Initial Coin Offerings (ICOs) and Decentralised Autonomous Organisation (DAO) are new forms of entity that use cryptocurrencies and exploit Blockchain technology. Have you seen this in your jurisdiction, and what are your thoughts from a legal perspective

The Commission de Surveillance du Secteur Financier has very recently endorsed the position of the European Securities and Markets Authority (ESMA) regarding ICOs and the related risks for investors entering that non-regulated world.

Today, organisations that intend to launch an ICO in Luxembourg should self-assess whether they fall outside the scope of the regulation applicable to the issuance of securities, or request a negative clearance from the CSSF that will assess each case on its particular merits. A white paper containing all the necessary information for a potential token buyer may be considered and reviewed as a prospectus. It is paramount for the supervisor and the issuer to agree on the legal basis of the proposed ICO.

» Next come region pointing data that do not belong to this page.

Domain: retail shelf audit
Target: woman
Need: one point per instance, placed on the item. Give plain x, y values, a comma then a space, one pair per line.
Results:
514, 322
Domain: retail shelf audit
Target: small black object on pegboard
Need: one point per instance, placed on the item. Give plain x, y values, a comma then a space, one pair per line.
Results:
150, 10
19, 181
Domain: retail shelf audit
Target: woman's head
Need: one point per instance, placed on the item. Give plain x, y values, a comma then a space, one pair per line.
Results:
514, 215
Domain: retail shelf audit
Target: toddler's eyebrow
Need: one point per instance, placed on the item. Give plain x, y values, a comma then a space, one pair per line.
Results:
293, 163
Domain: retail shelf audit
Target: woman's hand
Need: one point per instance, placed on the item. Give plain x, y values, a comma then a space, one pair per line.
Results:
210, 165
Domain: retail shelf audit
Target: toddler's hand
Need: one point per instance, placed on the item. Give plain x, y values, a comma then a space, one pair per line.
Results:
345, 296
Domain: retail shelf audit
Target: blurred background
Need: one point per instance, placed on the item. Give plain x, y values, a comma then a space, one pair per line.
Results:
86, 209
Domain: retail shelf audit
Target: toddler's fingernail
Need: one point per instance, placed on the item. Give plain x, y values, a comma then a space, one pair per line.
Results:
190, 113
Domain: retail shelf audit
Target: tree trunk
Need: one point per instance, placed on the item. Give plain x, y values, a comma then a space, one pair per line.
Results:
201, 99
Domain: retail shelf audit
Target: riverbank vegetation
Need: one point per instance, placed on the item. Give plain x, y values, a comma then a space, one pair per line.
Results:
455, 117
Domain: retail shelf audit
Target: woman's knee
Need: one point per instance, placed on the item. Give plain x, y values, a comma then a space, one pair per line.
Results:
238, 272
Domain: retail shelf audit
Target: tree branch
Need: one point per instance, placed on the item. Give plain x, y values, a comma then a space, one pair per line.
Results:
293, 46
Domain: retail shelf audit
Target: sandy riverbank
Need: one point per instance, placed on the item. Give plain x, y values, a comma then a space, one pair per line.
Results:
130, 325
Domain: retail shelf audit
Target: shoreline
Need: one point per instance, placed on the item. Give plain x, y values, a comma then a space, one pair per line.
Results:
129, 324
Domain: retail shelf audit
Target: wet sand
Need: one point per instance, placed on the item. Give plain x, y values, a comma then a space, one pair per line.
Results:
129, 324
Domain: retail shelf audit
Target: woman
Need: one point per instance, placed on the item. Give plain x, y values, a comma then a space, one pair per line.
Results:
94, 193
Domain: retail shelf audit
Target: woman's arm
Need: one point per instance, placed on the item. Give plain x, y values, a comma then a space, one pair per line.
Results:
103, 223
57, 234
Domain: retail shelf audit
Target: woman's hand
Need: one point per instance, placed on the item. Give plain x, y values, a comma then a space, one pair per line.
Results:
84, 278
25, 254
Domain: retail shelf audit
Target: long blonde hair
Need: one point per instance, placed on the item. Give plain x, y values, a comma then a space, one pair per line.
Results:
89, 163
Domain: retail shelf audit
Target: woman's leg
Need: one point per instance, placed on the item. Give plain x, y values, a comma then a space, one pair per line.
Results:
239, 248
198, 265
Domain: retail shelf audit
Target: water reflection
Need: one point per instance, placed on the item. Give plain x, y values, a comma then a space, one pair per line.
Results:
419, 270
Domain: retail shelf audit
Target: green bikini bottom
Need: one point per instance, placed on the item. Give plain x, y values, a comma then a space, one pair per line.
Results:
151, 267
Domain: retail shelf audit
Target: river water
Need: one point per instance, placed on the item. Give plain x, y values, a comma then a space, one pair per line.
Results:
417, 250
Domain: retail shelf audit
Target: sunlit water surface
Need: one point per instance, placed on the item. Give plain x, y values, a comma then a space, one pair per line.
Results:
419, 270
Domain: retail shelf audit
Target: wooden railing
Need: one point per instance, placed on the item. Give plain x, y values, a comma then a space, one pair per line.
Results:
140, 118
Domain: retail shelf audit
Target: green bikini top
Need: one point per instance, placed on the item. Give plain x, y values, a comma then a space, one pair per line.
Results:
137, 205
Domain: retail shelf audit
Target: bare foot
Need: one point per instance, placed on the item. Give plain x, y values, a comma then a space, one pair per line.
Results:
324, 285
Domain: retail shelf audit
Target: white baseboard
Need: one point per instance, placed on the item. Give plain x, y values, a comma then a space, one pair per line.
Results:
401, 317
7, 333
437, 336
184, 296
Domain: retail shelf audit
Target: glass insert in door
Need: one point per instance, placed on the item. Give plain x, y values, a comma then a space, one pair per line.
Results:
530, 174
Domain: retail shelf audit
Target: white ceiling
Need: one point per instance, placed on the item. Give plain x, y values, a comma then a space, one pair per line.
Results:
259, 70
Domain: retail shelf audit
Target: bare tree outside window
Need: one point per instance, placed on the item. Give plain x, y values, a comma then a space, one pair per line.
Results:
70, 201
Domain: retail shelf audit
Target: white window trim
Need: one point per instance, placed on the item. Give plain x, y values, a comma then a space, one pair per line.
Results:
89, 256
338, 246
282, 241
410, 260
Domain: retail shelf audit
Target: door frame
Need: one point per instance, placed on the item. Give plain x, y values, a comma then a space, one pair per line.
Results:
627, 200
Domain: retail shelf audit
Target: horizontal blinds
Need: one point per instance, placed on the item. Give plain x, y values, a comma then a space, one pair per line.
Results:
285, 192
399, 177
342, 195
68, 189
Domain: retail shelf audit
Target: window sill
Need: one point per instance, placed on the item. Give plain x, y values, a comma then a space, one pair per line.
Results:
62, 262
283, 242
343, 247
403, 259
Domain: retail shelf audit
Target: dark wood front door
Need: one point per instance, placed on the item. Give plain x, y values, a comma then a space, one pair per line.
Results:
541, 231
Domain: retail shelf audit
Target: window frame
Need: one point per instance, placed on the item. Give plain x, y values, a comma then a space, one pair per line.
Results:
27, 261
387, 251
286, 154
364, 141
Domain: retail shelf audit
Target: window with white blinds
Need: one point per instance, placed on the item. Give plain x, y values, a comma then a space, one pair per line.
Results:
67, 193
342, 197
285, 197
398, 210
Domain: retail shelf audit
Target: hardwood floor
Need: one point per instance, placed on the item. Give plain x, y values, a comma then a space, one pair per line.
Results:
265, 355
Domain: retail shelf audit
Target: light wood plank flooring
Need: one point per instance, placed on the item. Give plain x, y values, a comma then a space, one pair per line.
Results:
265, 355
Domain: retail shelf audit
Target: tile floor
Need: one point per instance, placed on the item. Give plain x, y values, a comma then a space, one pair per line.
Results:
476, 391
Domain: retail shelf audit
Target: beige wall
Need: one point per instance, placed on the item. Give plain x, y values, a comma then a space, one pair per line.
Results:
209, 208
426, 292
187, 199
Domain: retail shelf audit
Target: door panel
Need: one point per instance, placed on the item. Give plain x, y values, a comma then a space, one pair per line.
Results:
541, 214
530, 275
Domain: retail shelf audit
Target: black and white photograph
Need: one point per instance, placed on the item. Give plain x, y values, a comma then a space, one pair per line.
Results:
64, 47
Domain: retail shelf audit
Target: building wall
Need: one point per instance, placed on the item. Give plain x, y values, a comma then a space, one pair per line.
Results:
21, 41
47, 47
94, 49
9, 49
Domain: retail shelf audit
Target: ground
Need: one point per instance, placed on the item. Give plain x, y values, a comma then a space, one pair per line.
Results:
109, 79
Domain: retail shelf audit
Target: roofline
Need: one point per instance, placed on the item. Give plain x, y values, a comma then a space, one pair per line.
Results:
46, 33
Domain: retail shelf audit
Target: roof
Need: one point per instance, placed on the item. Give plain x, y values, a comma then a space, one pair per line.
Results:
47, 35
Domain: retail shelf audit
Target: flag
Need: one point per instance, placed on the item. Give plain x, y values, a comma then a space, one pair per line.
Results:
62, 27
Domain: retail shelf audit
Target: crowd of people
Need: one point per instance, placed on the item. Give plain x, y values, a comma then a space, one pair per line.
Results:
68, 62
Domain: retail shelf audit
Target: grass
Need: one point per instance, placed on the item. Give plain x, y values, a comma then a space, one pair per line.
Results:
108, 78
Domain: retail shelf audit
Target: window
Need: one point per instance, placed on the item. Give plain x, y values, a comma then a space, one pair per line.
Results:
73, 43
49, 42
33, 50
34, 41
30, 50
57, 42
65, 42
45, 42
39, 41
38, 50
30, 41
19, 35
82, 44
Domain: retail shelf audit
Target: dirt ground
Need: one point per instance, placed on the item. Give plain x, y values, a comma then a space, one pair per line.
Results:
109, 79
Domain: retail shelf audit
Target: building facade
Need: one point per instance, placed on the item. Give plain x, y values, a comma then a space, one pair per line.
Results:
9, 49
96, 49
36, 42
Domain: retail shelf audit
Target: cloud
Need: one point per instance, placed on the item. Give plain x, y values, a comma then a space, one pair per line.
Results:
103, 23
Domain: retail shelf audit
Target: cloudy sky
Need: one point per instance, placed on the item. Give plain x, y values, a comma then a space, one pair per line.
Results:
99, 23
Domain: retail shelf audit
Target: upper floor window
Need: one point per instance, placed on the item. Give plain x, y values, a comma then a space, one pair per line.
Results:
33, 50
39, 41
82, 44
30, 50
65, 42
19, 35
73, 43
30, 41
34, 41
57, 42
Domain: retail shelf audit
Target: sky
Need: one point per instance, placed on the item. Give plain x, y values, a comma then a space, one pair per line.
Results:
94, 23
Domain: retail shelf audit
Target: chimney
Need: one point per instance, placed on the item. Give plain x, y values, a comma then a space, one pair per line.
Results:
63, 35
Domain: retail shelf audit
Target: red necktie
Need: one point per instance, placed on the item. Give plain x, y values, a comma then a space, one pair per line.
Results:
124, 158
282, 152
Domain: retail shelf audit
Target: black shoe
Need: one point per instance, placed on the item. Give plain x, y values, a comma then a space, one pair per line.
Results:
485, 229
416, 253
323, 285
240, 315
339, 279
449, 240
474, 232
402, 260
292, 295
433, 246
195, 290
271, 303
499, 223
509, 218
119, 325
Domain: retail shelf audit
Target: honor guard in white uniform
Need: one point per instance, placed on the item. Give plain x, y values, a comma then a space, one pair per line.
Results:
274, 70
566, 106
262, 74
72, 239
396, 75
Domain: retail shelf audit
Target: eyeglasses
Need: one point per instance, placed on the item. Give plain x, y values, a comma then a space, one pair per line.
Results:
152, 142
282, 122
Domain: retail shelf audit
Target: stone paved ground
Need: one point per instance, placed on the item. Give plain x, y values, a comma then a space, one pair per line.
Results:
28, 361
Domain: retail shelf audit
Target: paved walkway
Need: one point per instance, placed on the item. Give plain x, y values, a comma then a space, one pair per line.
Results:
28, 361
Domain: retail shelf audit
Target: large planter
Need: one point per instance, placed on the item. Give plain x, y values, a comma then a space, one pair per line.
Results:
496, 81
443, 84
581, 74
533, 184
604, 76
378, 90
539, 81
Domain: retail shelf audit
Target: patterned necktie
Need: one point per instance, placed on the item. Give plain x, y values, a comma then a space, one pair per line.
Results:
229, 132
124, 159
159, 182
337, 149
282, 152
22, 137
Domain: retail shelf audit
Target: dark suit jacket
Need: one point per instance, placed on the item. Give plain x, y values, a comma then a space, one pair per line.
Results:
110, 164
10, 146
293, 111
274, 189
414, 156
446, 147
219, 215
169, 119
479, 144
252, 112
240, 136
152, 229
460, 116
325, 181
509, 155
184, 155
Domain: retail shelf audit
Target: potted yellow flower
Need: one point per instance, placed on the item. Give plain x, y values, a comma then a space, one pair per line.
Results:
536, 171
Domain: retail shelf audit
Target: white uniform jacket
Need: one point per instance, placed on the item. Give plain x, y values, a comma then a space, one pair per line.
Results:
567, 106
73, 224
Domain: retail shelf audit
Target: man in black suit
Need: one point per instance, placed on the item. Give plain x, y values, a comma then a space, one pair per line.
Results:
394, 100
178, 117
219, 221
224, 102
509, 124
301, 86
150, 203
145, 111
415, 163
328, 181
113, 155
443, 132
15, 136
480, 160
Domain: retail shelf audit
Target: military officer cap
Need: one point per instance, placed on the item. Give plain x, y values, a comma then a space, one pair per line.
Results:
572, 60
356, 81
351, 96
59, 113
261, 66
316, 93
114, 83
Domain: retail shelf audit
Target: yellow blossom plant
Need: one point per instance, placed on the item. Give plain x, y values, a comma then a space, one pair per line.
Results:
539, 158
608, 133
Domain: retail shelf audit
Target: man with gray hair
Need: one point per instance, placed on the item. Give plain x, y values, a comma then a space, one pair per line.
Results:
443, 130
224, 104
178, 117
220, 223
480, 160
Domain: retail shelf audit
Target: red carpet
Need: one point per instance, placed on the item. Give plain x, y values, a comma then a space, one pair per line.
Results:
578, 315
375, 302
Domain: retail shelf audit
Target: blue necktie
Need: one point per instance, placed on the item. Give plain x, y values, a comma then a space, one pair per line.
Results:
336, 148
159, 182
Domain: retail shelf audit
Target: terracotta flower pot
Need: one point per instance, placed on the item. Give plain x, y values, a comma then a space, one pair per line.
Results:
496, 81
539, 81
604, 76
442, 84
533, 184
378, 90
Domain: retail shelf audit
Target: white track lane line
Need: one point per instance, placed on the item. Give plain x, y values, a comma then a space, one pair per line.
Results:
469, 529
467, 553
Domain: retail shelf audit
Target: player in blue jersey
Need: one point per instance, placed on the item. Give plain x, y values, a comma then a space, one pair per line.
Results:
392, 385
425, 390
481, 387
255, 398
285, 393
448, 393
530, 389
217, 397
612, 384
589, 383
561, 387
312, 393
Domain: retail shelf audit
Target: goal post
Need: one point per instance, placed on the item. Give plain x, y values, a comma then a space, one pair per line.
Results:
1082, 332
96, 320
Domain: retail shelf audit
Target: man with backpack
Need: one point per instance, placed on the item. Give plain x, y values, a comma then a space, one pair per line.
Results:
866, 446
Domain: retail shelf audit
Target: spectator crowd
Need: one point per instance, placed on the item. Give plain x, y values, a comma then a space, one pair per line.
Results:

As such, ICO issuing platforms may well require ministerial prior authorisation and CSSF ongoing supervision, if assimilated as a professional entity of the financial sector.

The banking regulation (raising funds from the public with a view to lending) and investment fund regulation might also apply, with all the related requirements (capitalisation, governance, risk management policies, transparency and reporting, valuation, AML/FT and KYC obligations).

The US Securities and Exchange Commission (SEC) has issued a report into ICOs, concluding that they have the same characteristics as securities issuances and are therefore subject to the same regulatory and legal regime. In response, many ICOs have begun to exclude US investors from participating.